Evitar as perversões do outro na suposta civilidade da cidade culmina no desligamento de Solange dos planos familiares, do que se espera dela, e portanto tudo deve acabar numa praia vazia, da última foda com Sônia Braga e Paulo Villaça, felizes em estarem isolados, diante de uma utopia apenas deles depois de se conhecerem num ônibus, descartável como qualquer relação a qual Solange se submete em busca de sentir algo, de ser punida por seus atos. Seja chamada de segurança, seja de medo, seja de raiva de classe, o fio que liga o emocional dessa classe média retratada é o da vontade de sumir da cidade.

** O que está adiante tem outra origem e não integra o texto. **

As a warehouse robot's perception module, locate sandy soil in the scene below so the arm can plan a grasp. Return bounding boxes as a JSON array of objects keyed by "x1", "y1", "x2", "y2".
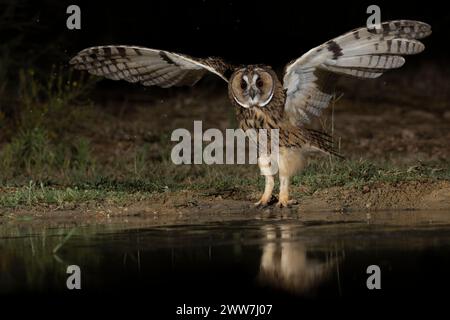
[{"x1": 0, "y1": 181, "x2": 450, "y2": 227}]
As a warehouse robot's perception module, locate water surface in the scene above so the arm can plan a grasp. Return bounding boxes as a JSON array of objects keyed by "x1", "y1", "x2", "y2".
[{"x1": 0, "y1": 212, "x2": 450, "y2": 315}]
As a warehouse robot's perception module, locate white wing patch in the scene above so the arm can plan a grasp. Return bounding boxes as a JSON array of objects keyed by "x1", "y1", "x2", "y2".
[{"x1": 283, "y1": 20, "x2": 431, "y2": 125}]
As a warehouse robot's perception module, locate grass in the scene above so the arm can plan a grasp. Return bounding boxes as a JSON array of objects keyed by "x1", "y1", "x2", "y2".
[
  {"x1": 0, "y1": 160, "x2": 450, "y2": 209},
  {"x1": 0, "y1": 36, "x2": 450, "y2": 211}
]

Esse mal-estar de classe é por todo momento refletido diretamente na forma que se lida com sexo, como se esse fosse um canal apropriado de intimidade para não se ter vergonha ou culpa de implorar por violência, por punição. Solange busca ser a mulher de todos principalmente porque quer sofrer alguma consequência que seja de seus atos; a questão é que no Rio de Janeiro, se você é de berço, se você é abastado, se existe privilégio de classe que seja, a possibilidade de que se arque com alguma responsabilidade é muito pequena. Cabe à dama explorar seu prazer implodindo as noções de masculinidade e família dos que a machucam sem sua autorização.